As music students are required to do a Public Performance for their Graduate Thesis, they need to understand an additional Intellectual Property issue: Performance Rights. In particular, a performance needs to consist of clearance for the original music score, adaptations and the performance itself.
Adaptations and Copyright
Scores that are adapted by someone who has not been dead for 50 years, have their adaptations protected by copyright - even if the original composer has been dead over 50 years. If you use an adaptation for your performance, you must also respect its copyright.
Fair Dealing and Public Performances
Unlike a quote or paragraph taken from a copyrighted publication, the public performance of an entire piece of copyrighted music does not allow for Fair Dealing under the law unless it is for Educational Purposes (see 29.5 Copyright Act).

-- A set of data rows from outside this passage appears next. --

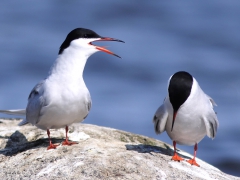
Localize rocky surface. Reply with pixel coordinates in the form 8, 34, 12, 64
0, 119, 238, 180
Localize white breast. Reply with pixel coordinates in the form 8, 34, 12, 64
35, 78, 90, 130
165, 79, 212, 145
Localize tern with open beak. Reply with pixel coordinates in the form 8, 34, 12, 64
0, 28, 124, 150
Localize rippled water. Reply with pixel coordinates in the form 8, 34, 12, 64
0, 1, 240, 176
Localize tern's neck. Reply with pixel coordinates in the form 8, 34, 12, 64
49, 48, 90, 81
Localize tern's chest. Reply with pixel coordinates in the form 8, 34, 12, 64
165, 116, 206, 145
165, 98, 207, 145
45, 79, 89, 102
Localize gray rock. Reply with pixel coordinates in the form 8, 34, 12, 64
0, 119, 238, 180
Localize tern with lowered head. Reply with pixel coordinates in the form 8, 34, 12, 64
153, 71, 219, 166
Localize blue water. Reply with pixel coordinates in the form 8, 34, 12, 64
0, 1, 240, 176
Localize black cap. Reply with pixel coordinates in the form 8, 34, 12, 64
59, 28, 101, 54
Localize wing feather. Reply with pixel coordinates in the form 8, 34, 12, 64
153, 102, 168, 134
203, 97, 219, 139
26, 80, 47, 125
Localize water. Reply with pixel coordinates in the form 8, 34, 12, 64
0, 1, 240, 176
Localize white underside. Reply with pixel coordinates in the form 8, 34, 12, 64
153, 78, 219, 146
35, 81, 90, 130
165, 97, 206, 145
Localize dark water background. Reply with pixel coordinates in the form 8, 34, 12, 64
0, 1, 239, 176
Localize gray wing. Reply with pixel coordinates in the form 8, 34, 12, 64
83, 93, 92, 119
207, 95, 217, 107
0, 81, 46, 126
26, 80, 46, 125
87, 93, 92, 112
153, 99, 168, 134
203, 96, 219, 139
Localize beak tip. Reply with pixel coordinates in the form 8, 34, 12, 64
114, 54, 122, 58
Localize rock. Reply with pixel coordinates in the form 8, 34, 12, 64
0, 119, 238, 180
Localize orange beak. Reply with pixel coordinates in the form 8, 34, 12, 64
90, 37, 124, 58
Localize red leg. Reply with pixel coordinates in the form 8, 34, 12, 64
47, 129, 59, 150
171, 141, 184, 161
62, 126, 77, 146
187, 143, 200, 167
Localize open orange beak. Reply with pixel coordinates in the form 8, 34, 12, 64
89, 37, 124, 58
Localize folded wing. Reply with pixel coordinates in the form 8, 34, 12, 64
153, 101, 168, 134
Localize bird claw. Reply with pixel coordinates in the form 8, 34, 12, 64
171, 153, 184, 162
62, 139, 78, 146
187, 159, 200, 167
47, 143, 59, 150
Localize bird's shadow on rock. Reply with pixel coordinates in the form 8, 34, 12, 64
0, 130, 63, 156
125, 144, 191, 159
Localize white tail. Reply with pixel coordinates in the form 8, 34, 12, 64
0, 109, 26, 116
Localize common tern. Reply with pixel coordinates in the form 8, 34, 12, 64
153, 71, 219, 166
0, 28, 124, 150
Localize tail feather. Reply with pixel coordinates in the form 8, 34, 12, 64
18, 119, 29, 126
0, 109, 29, 126
0, 109, 26, 116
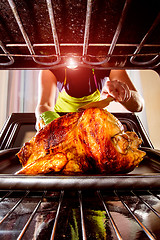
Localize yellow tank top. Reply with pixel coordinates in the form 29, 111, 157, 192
54, 88, 100, 112
54, 68, 100, 112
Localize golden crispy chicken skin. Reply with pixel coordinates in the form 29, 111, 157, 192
16, 108, 145, 175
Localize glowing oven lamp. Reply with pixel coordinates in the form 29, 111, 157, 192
66, 57, 78, 69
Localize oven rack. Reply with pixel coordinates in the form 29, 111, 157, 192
0, 0, 160, 71
0, 189, 159, 239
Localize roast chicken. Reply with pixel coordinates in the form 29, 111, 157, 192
16, 108, 145, 175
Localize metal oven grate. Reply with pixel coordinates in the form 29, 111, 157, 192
0, 189, 159, 239
0, 0, 160, 71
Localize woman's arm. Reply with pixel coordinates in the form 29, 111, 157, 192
35, 70, 57, 128
102, 69, 144, 112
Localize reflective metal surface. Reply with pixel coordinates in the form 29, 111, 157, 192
0, 190, 159, 239
0, 0, 159, 71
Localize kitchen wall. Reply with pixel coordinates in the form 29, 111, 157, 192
139, 70, 160, 149
0, 70, 39, 131
0, 70, 9, 130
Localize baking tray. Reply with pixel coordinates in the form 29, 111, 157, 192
0, 147, 160, 191
0, 112, 160, 190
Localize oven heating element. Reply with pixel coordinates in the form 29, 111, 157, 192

This means that any copyright protected performance done for educational reasons is deemed Fair PROVIDED that "they are done on the premises of an educational institution for educational or training purposes and not for profit, before an audience consisting primarily of students of the educational institution, instructors acting under the authority of the educational institution or any person who is directly responsible for setting a curriculum for the educational institution" As such you are allowed to perform your copyrighted works as part of your education BUT the university is not allowed to broadcast any copyrighted works via the Internet for the purposes of Open Access, unless licensed to do so by a copyright collective such as SOCAN.
As it now stands the university does not make student performances available via Open Access. Instead, the university will retain a copy of the performance in its Music Library; as well as catalog the performance so as to enable others to learn about it via Google Scholar and Worldcat.